Maximizing Waste-to-Energy Potential: Optimizing Batch Torrefaction Reactor of Refuse-Derived Fuel for Efficient Gasification

Abstract

Refuse-derived fuel (RDF) from municipal solid waste is a promising alternative to fossil fuels, but its varied composition can impede direct gasification. This industrial research project conducted a series of batch experiments to assess four key parameters: energy yield, mass yield, energy density, and combustion characteristics in the context of RDF torrefaction. The batch reactor processed RDF samples at temperatures of 250 °C, 300 °C, and 350 °C, each with a 30-minute residence time under an inert atmosphere. In addition, combustion thermogravimetric analysis experiments, involving heating torrefied RDF up to 1000 °C at a rate of 20 °C/min, provided further insights into the robust combustion properties of the torrefied material. Unlocking the secrets of torrefaction magic, we've achieved remarkable energy content boosts.

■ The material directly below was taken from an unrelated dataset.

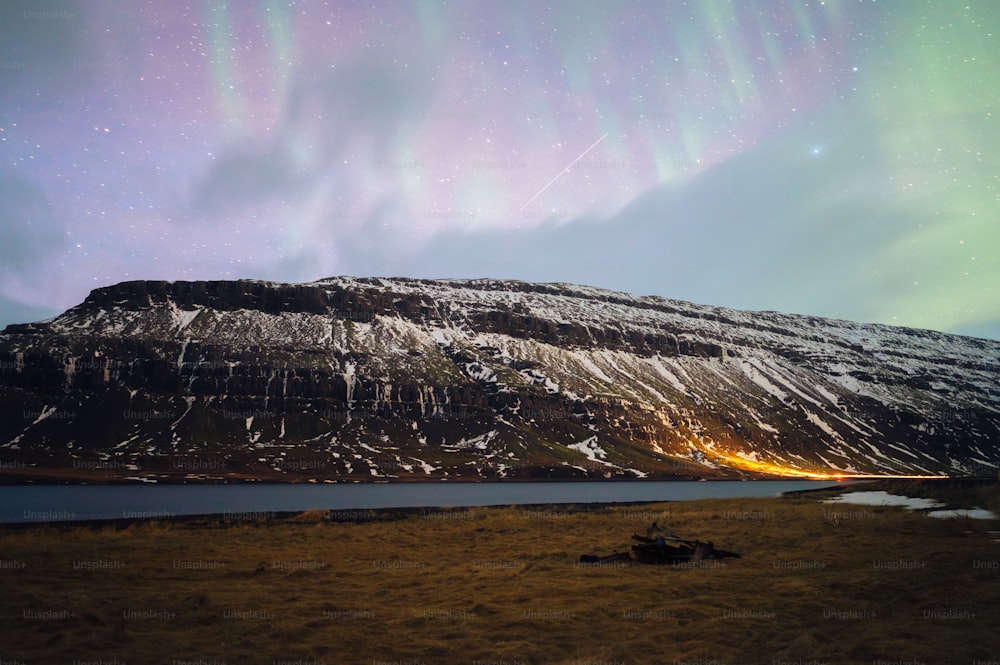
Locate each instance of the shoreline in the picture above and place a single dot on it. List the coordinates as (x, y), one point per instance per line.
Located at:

Torrefaction at 250 °C, 300 °C, and 350 °C led to energy content enhancements of 22%, 29%, and 37%, respectively, compared to the original RDF. Notably, the most favorable energy yield was achieved during torrefaction at 250 °C, attributed to both its relatively high energy content and mass yield. At a torrefaction temperature of 250 °C and above, the torrefied RDF samples exhibited heating values comparable to standard coal ranges between 25 MJ/kg and 35 MJ/kg. It is suggested that torrefaction of RDF is an effective pre-treatment process to be used in entrained flow gasifier due to the improved higher heating value, higher energy density, and superior combustion characteristics, proved by the ignition index, flammability index, and burnout index, highlight the effectiveness of the torrefaction process.